NCAA Tournament

Naadir Tharpe replaces McLemore in KU’s clutch play department

It’s not that Naadir Tharpe was unwilling to talk about himself — eventually, he got to it. But it wasn’t going to be until he felt that he’d put things in perspective for everyone who wanted to know about perhaps his finest game in a Kansas uniform.

“Trav brought the energy, Jeff brought the heart,” Tharpe said. “The seniors were big from us, everything I did I was just trying to feed off of them.”

Yes, seniors Travis Releford and Jeff Withey had huge games in Sunday’s 70-58 NCAA Tournament win over North Carolina at the Sprint Center. The Jayhawks wouldn’t have won without them.

But with the game in doubt in the second half, it was Tharpe, a 5-foot-11 sophomore, who coach Bill Self chose to share backcourt responsibilities with senior Elijah Johnson, not all-Big 12 first-teamer Ben McLemore. It was Tharpe who delivered clutch play after clutch play down the stretch.

Tharpe finished with 12 points, three rebounds and two assists in 27 minutes, coming in for McLemore with 13:40 left in the game and the Jayhawks clinging to a 37-35 lead. Self didn’t pull Tharpe until there was just more than a minute left and Kansas had a Sweet 16 matchup Friday against Michigan at Cowboys Stadium in Arlington, Texas, safely in the bag.

Tharpe hit three of six shots — all three-pointers — and three of four free throws. All of his points came in the second half.

McLemore, the Jayhawks’ leading scorer, finished with two points and came back in once more, for 7 seconds.

“Ben labored this weekend,” Self said. “He’s still our leading scorer and we’ll go right back to him … but Naadir came in and we were a better team. He was able to break and handle pressure better.”

Tharpe hadn’t scored in double digits since getting 11 points in a loss at TCU on Feb. 6, and Sunday was his season high.

With Kansas trailing 30-21 to start the second half, Releford and Withey pulled the game back even before Tharpe came in and helped finish off the Tar Heels.

First, a three-pointer that put the Jayhawks up 40-36 with 12:49 to play. Then, a steal and an assist to Releford with 11:36 left to go up 47-38.

Then another three-pointer, this one for Kansas’ first double-digit lead, going up 50-38 with 10:32 left.

“(Self) told me to keep on attacking, keep on being aggressive and keep looking to score,” Tharpe said. “When I made those first couple shots, they started to draw to me and I was able to find our guys when they got open.
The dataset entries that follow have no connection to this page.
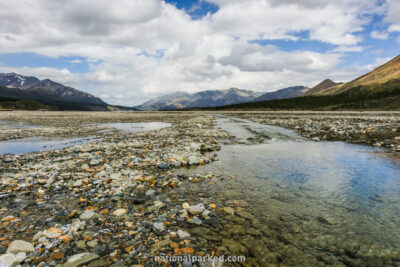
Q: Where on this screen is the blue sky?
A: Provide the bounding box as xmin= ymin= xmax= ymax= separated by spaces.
xmin=0 ymin=0 xmax=399 ymax=105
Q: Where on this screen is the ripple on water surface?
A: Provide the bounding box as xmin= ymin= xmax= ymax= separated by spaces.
xmin=0 ymin=121 xmax=171 ymax=154
xmin=178 ymin=116 xmax=400 ymax=266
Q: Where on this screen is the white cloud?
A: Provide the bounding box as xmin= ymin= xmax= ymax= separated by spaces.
xmin=0 ymin=0 xmax=390 ymax=105
xmin=370 ymin=31 xmax=389 ymax=40
xmin=68 ymin=59 xmax=83 ymax=64
xmin=385 ymin=0 xmax=400 ymax=32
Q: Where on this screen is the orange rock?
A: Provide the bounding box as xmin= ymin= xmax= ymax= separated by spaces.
xmin=175 ymin=247 xmax=195 ymax=255
xmin=48 ymin=252 xmax=65 ymax=260
xmin=59 ymin=236 xmax=70 ymax=242
xmin=82 ymin=179 xmax=89 ymax=185
xmin=170 ymin=242 xmax=179 ymax=248
xmin=100 ymin=208 xmax=109 ymax=214
xmin=85 ymin=206 xmax=97 ymax=210
xmin=209 ymin=204 xmax=216 ymax=209
xmin=125 ymin=246 xmax=134 ymax=253
xmin=79 ymin=198 xmax=87 ymax=202
xmin=164 ymin=221 xmax=171 ymax=226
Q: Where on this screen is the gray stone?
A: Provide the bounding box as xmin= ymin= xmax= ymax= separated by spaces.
xmin=177 ymin=229 xmax=191 ymax=239
xmin=63 ymin=252 xmax=99 ymax=267
xmin=187 ymin=217 xmax=202 ymax=225
xmin=152 ymin=222 xmax=166 ymax=235
xmin=79 ymin=210 xmax=97 ymax=221
xmin=73 ymin=180 xmax=83 ymax=187
xmin=6 ymin=240 xmax=34 ymax=254
xmin=151 ymin=240 xmax=172 ymax=251
xmin=0 ymin=252 xmax=27 ymax=266
xmin=188 ymin=205 xmax=204 ymax=215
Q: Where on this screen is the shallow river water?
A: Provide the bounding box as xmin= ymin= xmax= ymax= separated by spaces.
xmin=0 ymin=122 xmax=171 ymax=154
xmin=178 ymin=116 xmax=400 ymax=266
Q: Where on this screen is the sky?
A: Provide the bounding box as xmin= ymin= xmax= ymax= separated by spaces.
xmin=0 ymin=0 xmax=399 ymax=106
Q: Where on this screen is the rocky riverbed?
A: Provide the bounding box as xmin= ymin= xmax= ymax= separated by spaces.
xmin=0 ymin=112 xmax=238 ymax=266
xmin=223 ymin=111 xmax=400 ymax=152
xmin=1 ymin=111 xmax=400 ymax=267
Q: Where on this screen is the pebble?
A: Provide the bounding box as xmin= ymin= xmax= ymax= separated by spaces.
xmin=6 ymin=240 xmax=34 ymax=254
xmin=177 ymin=229 xmax=191 ymax=239
xmin=0 ymin=252 xmax=27 ymax=266
xmin=113 ymin=209 xmax=127 ymax=217
xmin=63 ymin=252 xmax=99 ymax=267
xmin=188 ymin=205 xmax=204 ymax=215
xmin=187 ymin=217 xmax=203 ymax=225
xmin=73 ymin=180 xmax=83 ymax=187
xmin=79 ymin=210 xmax=97 ymax=221
xmin=152 ymin=222 xmax=166 ymax=235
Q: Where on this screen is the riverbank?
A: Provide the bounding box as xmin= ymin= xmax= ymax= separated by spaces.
xmin=222 ymin=111 xmax=400 ymax=152
xmin=1 ymin=111 xmax=400 ymax=266
xmin=0 ymin=113 xmax=234 ymax=266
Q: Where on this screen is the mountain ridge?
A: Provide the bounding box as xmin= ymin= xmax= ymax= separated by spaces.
xmin=135 ymin=88 xmax=264 ymax=110
xmin=304 ymin=79 xmax=339 ymax=95
xmin=0 ymin=73 xmax=105 ymax=105
xmin=254 ymin=86 xmax=309 ymax=101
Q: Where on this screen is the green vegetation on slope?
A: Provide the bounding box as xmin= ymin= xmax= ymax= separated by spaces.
xmin=205 ymin=79 xmax=400 ymax=110
xmin=0 ymin=97 xmax=56 ymax=110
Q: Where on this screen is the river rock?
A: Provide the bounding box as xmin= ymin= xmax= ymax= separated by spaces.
xmin=63 ymin=252 xmax=99 ymax=267
xmin=73 ymin=180 xmax=83 ymax=187
xmin=6 ymin=240 xmax=35 ymax=254
xmin=152 ymin=222 xmax=166 ymax=235
xmin=79 ymin=210 xmax=97 ymax=221
xmin=0 ymin=252 xmax=27 ymax=266
xmin=177 ymin=229 xmax=191 ymax=239
xmin=151 ymin=240 xmax=172 ymax=251
xmin=188 ymin=205 xmax=204 ymax=215
xmin=113 ymin=209 xmax=127 ymax=217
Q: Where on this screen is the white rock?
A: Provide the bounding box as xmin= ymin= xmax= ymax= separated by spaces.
xmin=188 ymin=205 xmax=204 ymax=215
xmin=79 ymin=210 xmax=97 ymax=221
xmin=177 ymin=229 xmax=191 ymax=239
xmin=73 ymin=180 xmax=83 ymax=187
xmin=113 ymin=209 xmax=127 ymax=217
xmin=0 ymin=252 xmax=27 ymax=266
xmin=6 ymin=240 xmax=34 ymax=254
xmin=63 ymin=252 xmax=99 ymax=267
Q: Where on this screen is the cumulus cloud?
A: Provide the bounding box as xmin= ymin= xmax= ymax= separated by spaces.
xmin=370 ymin=31 xmax=389 ymax=39
xmin=0 ymin=0 xmax=391 ymax=105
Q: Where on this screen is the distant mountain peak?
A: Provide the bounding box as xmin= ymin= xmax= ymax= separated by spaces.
xmin=304 ymin=79 xmax=338 ymax=95
xmin=136 ymin=88 xmax=263 ymax=110
xmin=254 ymin=86 xmax=308 ymax=102
xmin=0 ymin=73 xmax=106 ymax=105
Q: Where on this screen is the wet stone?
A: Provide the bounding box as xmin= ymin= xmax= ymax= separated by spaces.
xmin=63 ymin=253 xmax=100 ymax=267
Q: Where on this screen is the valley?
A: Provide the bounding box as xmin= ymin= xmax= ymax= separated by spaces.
xmin=0 ymin=111 xmax=399 ymax=266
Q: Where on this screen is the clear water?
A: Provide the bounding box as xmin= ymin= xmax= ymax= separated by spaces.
xmin=0 ymin=122 xmax=172 ymax=155
xmin=0 ymin=136 xmax=98 ymax=155
xmin=0 ymin=120 xmax=40 ymax=129
xmin=178 ymin=116 xmax=400 ymax=266
xmin=101 ymin=122 xmax=171 ymax=132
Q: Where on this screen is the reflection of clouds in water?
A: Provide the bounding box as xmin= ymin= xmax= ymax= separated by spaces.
xmin=101 ymin=122 xmax=171 ymax=132
xmin=0 ymin=120 xmax=40 ymax=129
xmin=202 ymin=117 xmax=400 ymax=246
xmin=0 ymin=136 xmax=96 ymax=154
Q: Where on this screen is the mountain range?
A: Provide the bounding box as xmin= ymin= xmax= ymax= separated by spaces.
xmin=2 ymin=54 xmax=399 ymax=111
xmin=136 ymin=86 xmax=312 ymax=110
xmin=212 ymin=54 xmax=400 ymax=110
xmin=0 ymin=73 xmax=137 ymax=111
xmin=135 ymin=88 xmax=264 ymax=110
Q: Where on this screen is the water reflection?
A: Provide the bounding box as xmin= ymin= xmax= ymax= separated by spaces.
xmin=0 ymin=136 xmax=97 ymax=155
xmin=178 ymin=116 xmax=400 ymax=265
xmin=101 ymin=122 xmax=171 ymax=132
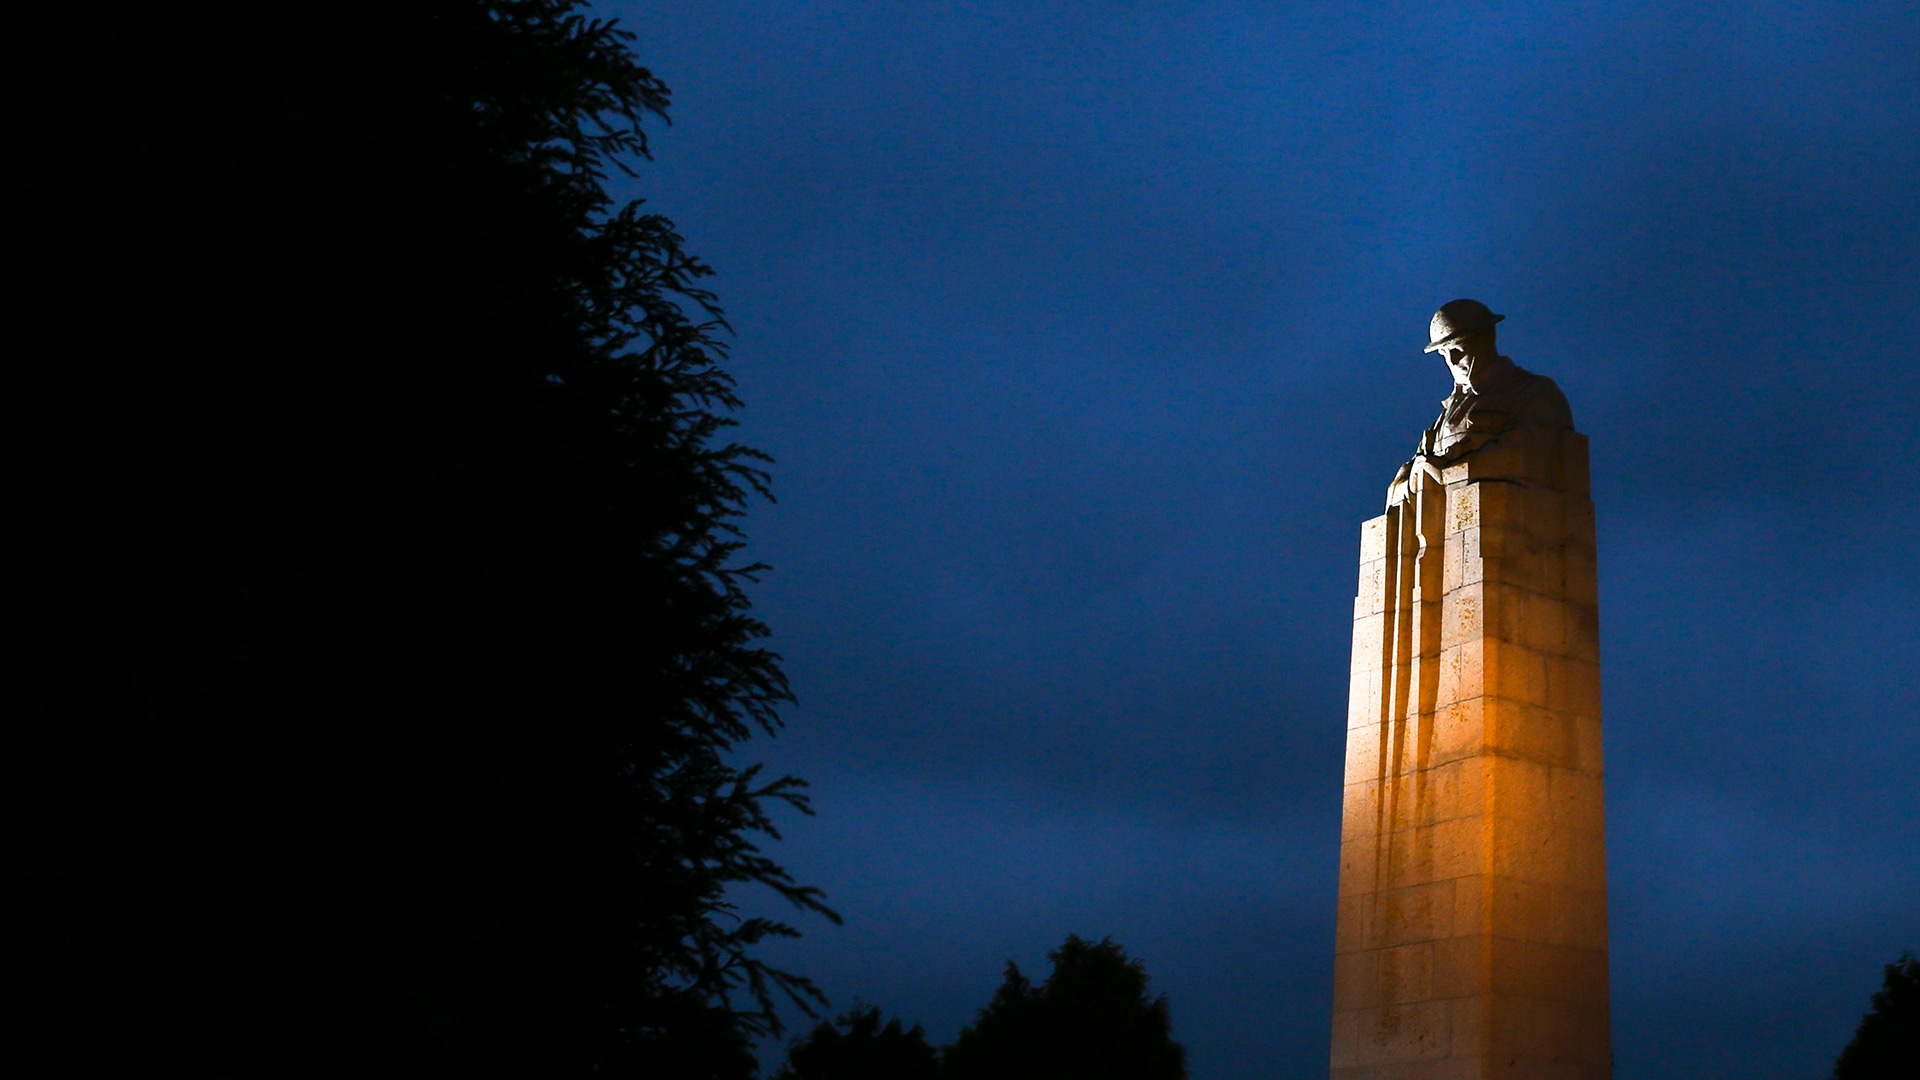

“I feel like in the second half we started to really play together … basically we told each other at halftime that this wasn’t how we were going to end this season. We weren’t going to let it get this far and catch a beatdown.”

Tharpe’s signature moment came with 5:40 left and the Tar Heels trying to muster one last run. After North Carolina’s P.J. Hairston hit a three-pointer to make the score 57-47, Tharpe caught the ball on the left wing, took a dribble jab-step to get his defender off-balance and stepped back to hit a three-pointer.

North Carolina never threatened again.

“We’ve had close games like this, but we know we’re not going to quit,” Tharpe said. “I felt like it was one of my greatest games, yes, because of the stakes more than anything.”

Tharpe’s teammates were wowed by his performance, particularly Johnson, who smiled when asked about Tharpe, who entered the game averaging 5.4 points and 3.0 assists.

“(Tharpe) doesn’t always take the shot that Coach wants him to take, he doesn’t always do exactly what you want him to do,” Johnson said. “But you know what? He found a way to get it done tonight. That’s what matters.”